Repro on current head cf6efb3:

attempt_effective_status TypeError can't compare offset-naive and offset-aware datetimes
bounty_attempt_to_dict TypeError can't compare offset-naive and offset-aware datetimes

The route callers currently pass an aware _utc_now(), so this is not showing up in the route tests. But the extraction makes the helper directly importable/tested, and it already has as_utc() specifically to normalize datetime inputs. I would normalize now inside attempt_effective_status() before comparing, and either do the same for active_attempt_conditions() or explicitly document/enforce aware now at that boundary. A focused regression can pass datetime(2026, 5, 26, 12, 0) as now and assert the effective status stays stable.

Validation I ran:

• . .venv/bin/activate && python -m pytest tests/test_bounty_attempt_helpers.py tests/test_api_mcp.py -q -> 78 passed.
• . .venv/bin/activate && python -m ruff check app/bounty_attempts.py tests/test_bounty_attempt_helpers.py -> passed.
• . .venv/bin/activate && python -m mypy app/bounty_attempts.py app/main.py -> success.
• git diff --check origin/main...HEAD -> clean.

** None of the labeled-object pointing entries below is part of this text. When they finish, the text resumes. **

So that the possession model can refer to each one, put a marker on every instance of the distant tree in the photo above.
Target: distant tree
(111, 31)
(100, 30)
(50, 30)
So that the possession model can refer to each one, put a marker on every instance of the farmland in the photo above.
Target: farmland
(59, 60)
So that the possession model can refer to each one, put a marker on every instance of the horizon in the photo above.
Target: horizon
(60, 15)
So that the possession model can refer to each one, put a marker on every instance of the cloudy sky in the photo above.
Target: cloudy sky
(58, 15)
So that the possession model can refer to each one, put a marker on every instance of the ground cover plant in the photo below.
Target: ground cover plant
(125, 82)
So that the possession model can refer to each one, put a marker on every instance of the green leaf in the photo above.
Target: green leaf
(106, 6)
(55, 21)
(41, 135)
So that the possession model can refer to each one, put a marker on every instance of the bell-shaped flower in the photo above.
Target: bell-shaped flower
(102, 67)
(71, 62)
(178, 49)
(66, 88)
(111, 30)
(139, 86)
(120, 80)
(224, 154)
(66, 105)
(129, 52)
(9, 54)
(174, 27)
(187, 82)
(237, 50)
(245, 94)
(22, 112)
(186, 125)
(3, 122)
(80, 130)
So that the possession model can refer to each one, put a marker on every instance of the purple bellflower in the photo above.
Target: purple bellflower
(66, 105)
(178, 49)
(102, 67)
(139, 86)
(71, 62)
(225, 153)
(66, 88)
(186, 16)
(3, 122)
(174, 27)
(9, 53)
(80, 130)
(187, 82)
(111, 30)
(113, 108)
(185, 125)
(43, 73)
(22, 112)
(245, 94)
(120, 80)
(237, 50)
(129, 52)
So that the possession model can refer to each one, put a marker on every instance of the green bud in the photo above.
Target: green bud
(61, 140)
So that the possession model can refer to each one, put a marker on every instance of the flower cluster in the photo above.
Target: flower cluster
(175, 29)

No secrets, wallet private keys, payout credentials, private vulnerability details, deployment values, or MRWK price claims are included.

[ramimbo]

Maintainer note after #320 filled: this PR still references closed bounty #320. If you want it considered for the current code-health round, rebase against main, update the bounty reference to #377, and keep the scope distinct from already accepted #328, #337, #364, #375, and #376. This is not accepted or paid as-is.